24/04/2026
Este mensaje lo acabo de leer en un libro.
Lo escribe en Metafísica de la pereza, y dice algo así: que somos tan adictos al triunfo, tan esclavos de la eficacia, que hemos olvidado las artes de la renuncia. Que ya no sabemos perder. Ni parar. Ni rendirnos.
Y yo lo veo cada semana en consulta.
Personas que llegan agotadas hasta los huesos. Que no duermen aunque estén muertas de cansancio. Que tienen el intestino hecho un desastre, las hormonas fuera de rango, el sistema inmune fallando. Que han optimizado su vida al milímetro —la dieta, el ejercicio, los suplementos, la meditación de seis minutos— y aun así siguen rotas.

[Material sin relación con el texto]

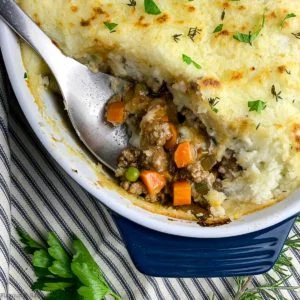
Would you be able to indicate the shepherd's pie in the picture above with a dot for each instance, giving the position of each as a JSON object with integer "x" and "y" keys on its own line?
{"x": 214, "y": 111}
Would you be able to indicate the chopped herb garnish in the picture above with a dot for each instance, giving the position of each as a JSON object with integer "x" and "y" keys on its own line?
{"x": 251, "y": 36}
{"x": 276, "y": 94}
{"x": 213, "y": 102}
{"x": 218, "y": 28}
{"x": 131, "y": 3}
{"x": 176, "y": 37}
{"x": 288, "y": 16}
{"x": 223, "y": 15}
{"x": 256, "y": 105}
{"x": 151, "y": 8}
{"x": 189, "y": 61}
{"x": 296, "y": 35}
{"x": 193, "y": 31}
{"x": 111, "y": 26}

¿Sabes qué tienen en común casi todas?
Que no saben parar. No porque no quieran. Sino porque fisiológicamente ya no pueden.
El sistema nervioso autónomo tiene dos modos principales: el simpático —acelerar, actuar, sobrevivir— y el parasimpático —descansar, digerir, regenerar—. La salud real ocurre en el segundo. La digestión, la detoxificación hepática, la síntesis hormonal, la respuesta inmune adaptativa, la reparación del tejido, la consolidación de la memoria… Todo eso sucede cuando el cuerpo se rinde. Pero llevamos décadas entrenando solo el primero.
La cultura de la productividad ha secuestrado nuestro sistema nervioso. El cortisol cronificado no es solo estrés: es inflamación sistémica de bajo grado, disbiosis, estreñimiento, tiroides lenta, ciclo menstrual roto, insomnio… es esa ansiedad sin nombre que no tiene causa pero que está siempre ahí.
El problema no es que no te cuides. El problema es que no sabes —ni puedes— soltar.
Rendirse no es fracasar.
Rendirse es escuchar al síntoma sin juicioso. Es dejar que el cuerpo haga lo que sabe hacer sin taparlo.
Rendirse es la medicina más infravalorada hoy.
Y la más difícil de prescribir, porque vivimos en un mundo que premia exactamente lo contrario.
Así que si hoy estás agotada, si no recuerdas la última vez que descansaste de verdad, si tu cuerpo te habla con síntomas que no entiendes,
quizás no necesitas hacer más.
Quizás necesitas aprender a rendirte, a escuchar(te).